Mia madre doit sa réussite à deux idées excellentes de Moretti : choisir la retenue de l’émotion d’abord. Il évite soigneusement de tomber et dans le pathos larmoyant, et dans les représentations souvent sordides, tire-larmes, des soins palliatifs. L’agonie de la mère est une agonie douce, sans autre souffrance que l’angoisse de la disparition. C’est le néant de la mort, le scandale du vide, qui intéressent Moretti. L’absence radicale du mort, cette béance de l’appartement que le cinéaste filme à l’occasion d’un très beau plan dans un couloir plein de cartons. Que reste-t-il de cette femme aimée, admirée ? Le film, pour répondre, oscille entre le vide des espaces et la matérialité des souvenirs, des objets, de ces choses que l’on range et qui fixent les souvenirs de la disparue. Cette dialectique du vide et du plein est l’une des plus belles réussites formelles du film.
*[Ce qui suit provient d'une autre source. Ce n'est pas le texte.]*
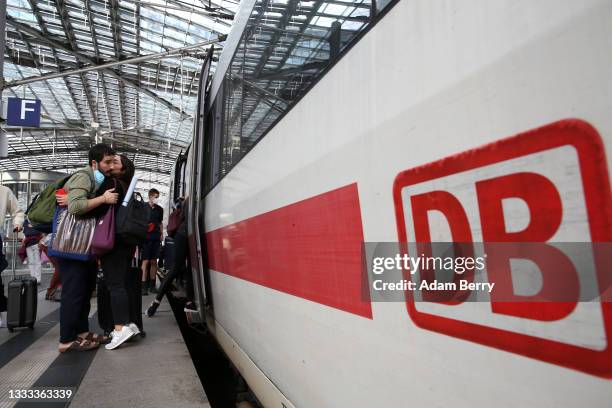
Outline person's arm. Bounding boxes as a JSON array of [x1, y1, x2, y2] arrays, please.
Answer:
[[64, 174, 117, 215], [6, 190, 25, 231]]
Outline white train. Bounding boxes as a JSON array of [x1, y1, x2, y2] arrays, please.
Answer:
[[173, 0, 612, 408]]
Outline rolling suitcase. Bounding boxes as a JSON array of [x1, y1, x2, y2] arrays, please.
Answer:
[[6, 234, 38, 332]]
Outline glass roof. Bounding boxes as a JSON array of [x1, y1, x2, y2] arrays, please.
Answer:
[[0, 0, 389, 198], [0, 0, 238, 194]]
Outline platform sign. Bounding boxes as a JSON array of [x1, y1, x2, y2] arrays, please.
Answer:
[[394, 120, 612, 378], [6, 98, 41, 127]]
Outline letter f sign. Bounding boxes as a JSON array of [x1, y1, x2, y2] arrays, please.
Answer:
[[21, 99, 36, 120], [6, 98, 40, 127]]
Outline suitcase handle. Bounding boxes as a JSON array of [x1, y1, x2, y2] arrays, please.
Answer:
[[11, 231, 18, 279]]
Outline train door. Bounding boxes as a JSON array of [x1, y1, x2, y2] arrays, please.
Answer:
[[187, 47, 213, 321]]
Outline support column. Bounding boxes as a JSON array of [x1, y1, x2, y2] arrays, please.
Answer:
[[0, 0, 8, 157]]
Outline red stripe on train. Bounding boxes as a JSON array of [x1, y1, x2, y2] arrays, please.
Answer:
[[206, 184, 372, 319]]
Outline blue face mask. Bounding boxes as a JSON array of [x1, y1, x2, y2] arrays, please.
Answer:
[[94, 169, 104, 184]]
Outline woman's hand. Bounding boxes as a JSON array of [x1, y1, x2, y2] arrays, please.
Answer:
[[55, 194, 68, 207], [102, 188, 119, 204]]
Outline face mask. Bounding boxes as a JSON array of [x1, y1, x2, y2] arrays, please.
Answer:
[[94, 169, 104, 184]]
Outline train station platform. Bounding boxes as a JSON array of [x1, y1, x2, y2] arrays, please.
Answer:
[[0, 275, 210, 408]]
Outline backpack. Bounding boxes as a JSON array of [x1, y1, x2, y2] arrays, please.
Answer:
[[115, 193, 151, 244], [26, 170, 95, 228]]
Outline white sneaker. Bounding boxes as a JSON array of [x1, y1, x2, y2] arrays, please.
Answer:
[[128, 323, 140, 336], [104, 326, 135, 350]]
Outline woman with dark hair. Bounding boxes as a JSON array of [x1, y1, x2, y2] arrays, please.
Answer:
[[98, 155, 140, 350]]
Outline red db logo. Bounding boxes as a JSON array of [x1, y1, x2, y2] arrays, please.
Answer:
[[393, 120, 612, 378]]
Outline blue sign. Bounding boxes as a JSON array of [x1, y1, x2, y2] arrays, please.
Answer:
[[6, 98, 40, 127]]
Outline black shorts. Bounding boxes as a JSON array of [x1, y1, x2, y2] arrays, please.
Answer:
[[140, 241, 161, 261]]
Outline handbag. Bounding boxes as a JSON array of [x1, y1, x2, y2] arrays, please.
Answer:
[[115, 193, 151, 244], [48, 206, 96, 261], [90, 205, 115, 259]]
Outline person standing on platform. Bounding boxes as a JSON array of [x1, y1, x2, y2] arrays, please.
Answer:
[[140, 188, 164, 296], [95, 155, 140, 350], [57, 143, 118, 353], [0, 186, 24, 327]]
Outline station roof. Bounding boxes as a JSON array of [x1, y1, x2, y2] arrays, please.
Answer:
[[0, 0, 238, 193], [0, 0, 380, 198]]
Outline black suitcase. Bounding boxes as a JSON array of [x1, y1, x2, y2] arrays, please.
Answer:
[[6, 276, 38, 332], [97, 267, 145, 337]]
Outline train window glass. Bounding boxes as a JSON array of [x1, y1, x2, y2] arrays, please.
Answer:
[[207, 0, 396, 182]]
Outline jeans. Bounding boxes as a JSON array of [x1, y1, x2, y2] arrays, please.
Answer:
[[101, 243, 136, 325], [155, 224, 193, 302], [59, 259, 96, 343]]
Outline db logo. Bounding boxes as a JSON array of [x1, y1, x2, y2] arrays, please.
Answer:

L’autre bonne idée de Moretti consiste à séparer les deux composantes de la traditionnelle tonalité douce-amère qui fait sa marque de fabrique. L’aspect comique, décalé, est bien présent dans Mia madre, mais il est déplacé. Ce n’est pas dans l’intrigue principale qu’on le retrouve, mais dans l’intrigue secondaire, autour de Barry Huggins, acteur raté campé par un John Turturro en très grande forme (un prix d’interprétation pourrait se justifier). L’histoire du tournage du film de Margherita permet ainsi de passer des larmes au sourire, puis au rire, tant sont drôles les séquences où apparaît le comédien. Certaines scènes, notamment celle de la discussion en voiture, sont hilarantes. Dès lors, Moretti vient chercher le spectateur par la comédie. Si jamais, par pudeur excessive, le spectateur ne se laissait pas aller à l’émotion de l’intrigue principale, il flanchera et se laissera aller au rire dans les scènes de comédie. Ainsi, quand on revient à la gravité, le spectateur se surprend à se trouver vulnérable, compatissant. Il est embarqué.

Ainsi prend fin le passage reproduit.